Identification of a gene signature in cell cycle pathway for breast cancer prognosis using gene expression profiling data

BMC Med Genomics. 2008 Sep 11:1:39. doi: 10.1186/1755-8794-1-39.

Abstract

Background: Numerous studies have used microarrays to identify gene signatures for predicting cancer patient clinical outcome and responses to chemotherapy. However, the potential impact of gene expression profiling in cancer diagnosis, prognosis and development of personalized treatment may not be fully exploited due to the lack of consensus gene signatures and poor understanding of the underlying molecular mechanisms.

Methods: We developed a novel approach to derive gene signatures for breast cancer prognosis in the context of known biological pathways.
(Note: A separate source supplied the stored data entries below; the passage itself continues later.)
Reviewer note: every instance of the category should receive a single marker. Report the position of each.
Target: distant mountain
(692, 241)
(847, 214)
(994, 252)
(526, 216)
Using unsupervised methods, cancer patients were separated into distinct groups based on gene expression patterns in one of the following pathways: apoptosis, cell cycle, angiogenesis, metastasis, p53, DNA repair, and several receptor-mediated signaling pathways including chemokines, EGF, FGF, HIF, MAP kinase, JAK and NF-kappaB. The survival probabilities were then compared between the patient groups to determine if differential gene expression in a specific pathway is correlated with differential survival.

Results: Our results revealed expression of cell cycle genes is strongly predictive of breast cancer outcomes. We further confirmed this observation by building a cell cycle gene signature model using supervised methods. Validated in multiple independent datasets, the cell cycle gene signature is a more accurate predictor for breast cancer clinical outcome than the previously identified Amsterdam 70-gene signature that has been developed into a FDA approved clinical test MammaPrint.

Conclusion: Taken together, the gene expression signature model we developed from well defined pathways is not only a consistently powerful prognosticator but also mechanistically linked to cancer biology. Our approach provides an alternative to the current methodology of identifying gene expression markers for cancer prognosis and drug responses using the whole genome gene expression data.